Britain’s Banks Will Be Forced to Cut More Costs, KPMG Says

Aug. 17 (Bloomberg) -- Britain’s banks will be forced to continue to cut costs as they struggle to grow revenue amid tougher regulation, according to a report by KPMG LLP.

Higher regulatory expenses and a “struggle to grow top line revenues” mean banks are likely to continue their plans to reduce costs, the report said. “The next six months will remain challenging,” KPMG said.

The biggest global banks are cutting jobs at the fastest rate since 2008 as a weak U.S. economy squeezes revenue, regulators push firms to hold more capital and companies restructure businesses to improve profitability. Combined pretax profit for the first half of 2011 at Britain’s five biggest banks fell by almost half to 7.9 billion pounds ($13 billion) from a year-earlier as the lenders compensated customers mis-sold mortgage insurance and posted losses on sovereign debt holdings, KPMG said.

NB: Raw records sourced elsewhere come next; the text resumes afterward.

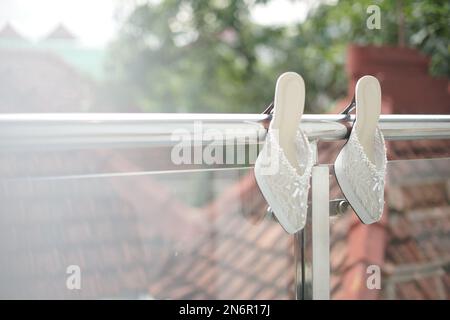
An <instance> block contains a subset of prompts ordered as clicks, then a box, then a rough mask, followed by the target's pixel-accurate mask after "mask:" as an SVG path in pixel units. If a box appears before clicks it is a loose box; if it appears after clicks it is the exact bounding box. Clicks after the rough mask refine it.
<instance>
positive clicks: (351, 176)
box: [334, 76, 387, 224]
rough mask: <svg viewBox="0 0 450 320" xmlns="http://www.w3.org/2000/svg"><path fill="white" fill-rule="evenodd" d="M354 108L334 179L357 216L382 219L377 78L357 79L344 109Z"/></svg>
mask: <svg viewBox="0 0 450 320" xmlns="http://www.w3.org/2000/svg"><path fill="white" fill-rule="evenodd" d="M355 107H356V121H355V123H354V125H353V128H352V131H351V133H350V137H349V138H348V140H347V142H346V144H345V145H344V146H343V147H342V150H341V151H340V152H339V155H338V156H337V158H336V161H335V163H334V170H335V174H336V180H337V182H338V184H339V186H340V188H341V190H342V193H343V194H344V196H345V198H346V199H347V200H348V202H349V204H350V205H351V206H352V208H353V210H354V211H355V213H356V215H357V216H358V217H359V219H360V220H361V221H362V222H363V223H365V224H371V223H374V222H377V221H378V220H380V219H381V216H382V214H383V206H384V183H385V172H386V163H387V159H386V146H385V142H384V137H383V134H382V132H381V130H380V129H379V128H378V119H379V117H380V112H381V88H380V84H379V82H378V80H377V79H376V78H375V77H372V76H364V77H362V78H361V79H359V80H358V82H357V84H356V89H355V98H354V100H353V101H352V104H351V105H350V106H349V107H347V108H346V110H344V112H343V113H348V112H350V111H351V109H353V108H355Z"/></svg>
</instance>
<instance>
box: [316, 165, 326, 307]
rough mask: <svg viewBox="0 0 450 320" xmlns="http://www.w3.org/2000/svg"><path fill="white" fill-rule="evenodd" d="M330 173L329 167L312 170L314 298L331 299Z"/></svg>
mask: <svg viewBox="0 0 450 320" xmlns="http://www.w3.org/2000/svg"><path fill="white" fill-rule="evenodd" d="M329 188H330V172H329V169H328V165H317V166H315V167H313V169H312V186H311V189H312V190H311V191H312V201H311V205H312V214H311V216H312V228H311V229H312V234H311V236H312V298H313V299H314V300H328V299H330V205H329V202H330V196H329Z"/></svg>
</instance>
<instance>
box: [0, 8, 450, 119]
mask: <svg viewBox="0 0 450 320" xmlns="http://www.w3.org/2000/svg"><path fill="white" fill-rule="evenodd" d="M370 5H377V6H379V8H380V10H381V11H380V18H381V28H380V29H368V28H367V26H366V21H367V19H368V17H369V16H370V13H367V11H366V10H367V8H368V7H369V6H370ZM449 10H450V9H449V3H448V1H445V0H438V1H433V0H428V1H415V0H411V1H375V0H360V1H345V0H342V1H337V0H335V1H331V0H328V1H311V0H301V1H295V0H292V1H290V0H278V1H270V0H214V1H199V0H179V1H177V0H170V1H168V0H151V1H140V0H139V1H138V0H136V1H133V0H131V1H114V0H100V1H95V3H92V2H91V1H85V0H82V1H71V0H62V1H61V0H60V1H56V0H41V1H33V2H30V1H24V0H19V1H13V0H2V1H0V30H1V31H0V55H1V60H0V84H1V85H0V90H1V91H0V111H1V112H251V113H252V112H256V113H258V112H260V111H261V110H262V109H263V108H264V106H265V105H266V104H268V103H270V101H271V99H272V96H273V88H274V83H275V79H276V78H277V76H278V75H279V74H281V73H282V72H284V71H286V70H291V71H296V72H298V73H300V74H301V75H302V76H303V77H304V78H305V82H306V86H307V97H306V98H307V104H306V106H307V109H308V110H309V111H310V112H313V113H319V112H324V111H329V110H330V109H331V108H332V107H333V105H334V103H335V102H336V101H337V100H338V99H340V98H342V97H343V96H344V95H345V94H346V90H347V83H348V80H349V79H348V76H347V75H346V73H345V70H344V67H345V64H346V52H347V47H348V45H349V44H358V45H377V46H394V47H410V48H416V49H417V50H418V51H419V52H421V53H423V54H426V55H428V56H429V58H430V59H431V62H430V65H429V67H428V68H429V72H430V74H431V75H433V76H444V77H447V78H448V76H449V75H450V71H449V47H448V39H449ZM43 79H45V80H46V81H45V83H44V82H43V81H42V80H43ZM50 96H51V99H50Z"/></svg>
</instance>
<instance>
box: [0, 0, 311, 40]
mask: <svg viewBox="0 0 450 320" xmlns="http://www.w3.org/2000/svg"><path fill="white" fill-rule="evenodd" d="M134 2H139V0H128V1H124V0H122V1H121V0H0V28H2V27H3V26H4V25H5V23H7V22H10V23H11V24H12V25H13V26H14V27H15V28H16V29H17V31H19V32H20V33H21V34H23V35H24V36H26V37H28V38H30V39H33V40H37V39H39V38H41V37H43V36H45V35H47V34H48V33H49V32H50V31H51V30H52V29H53V28H54V27H55V26H56V25H57V24H58V23H60V22H62V23H63V24H65V25H66V26H67V27H68V29H69V30H70V31H72V32H73V33H74V34H75V35H76V36H77V37H78V38H79V39H80V41H81V43H82V44H84V45H87V46H95V47H101V46H103V45H105V44H106V43H107V42H108V41H110V40H111V39H112V38H113V37H114V35H115V33H116V31H117V29H118V25H119V21H121V19H123V16H124V15H125V14H126V12H127V8H128V7H129V5H130V4H132V3H134ZM311 3H312V0H304V1H302V2H295V3H292V1H289V0H276V1H273V2H271V3H270V4H269V5H259V6H257V7H256V8H255V9H254V10H253V11H252V17H253V19H254V20H255V21H256V22H259V23H263V24H284V23H292V22H296V21H302V20H303V19H304V18H305V17H306V14H307V11H308V9H307V8H308V7H309V6H310V4H311ZM119 4H120V5H119ZM127 4H128V5H127ZM118 7H120V8H121V9H120V10H118Z"/></svg>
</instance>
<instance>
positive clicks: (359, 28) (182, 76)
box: [0, 0, 450, 299]
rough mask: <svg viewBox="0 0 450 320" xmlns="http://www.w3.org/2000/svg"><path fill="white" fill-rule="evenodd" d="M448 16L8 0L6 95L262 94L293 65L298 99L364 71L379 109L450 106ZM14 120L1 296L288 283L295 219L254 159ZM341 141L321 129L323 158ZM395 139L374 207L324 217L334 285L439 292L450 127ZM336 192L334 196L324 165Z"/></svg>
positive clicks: (446, 249)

“Concerns about future revenue growth, global regulation and the final report from the Independent Commission on Banking are burdening the sector,” said David Sayer, global head of retail banking at KPMG. “Banks are looking closely at their business models to determine whether they are sustainable.”

HSBC Holdings Plc’s plan to shed 30,000 roles, unveiled by the London-based firm on Aug. 1, was the single biggest job-cutting announcement since Bank of America said in December 2008 that it would eliminate as many as 35,000 positions, according to company statements and data compiled by Bloomberg Industries.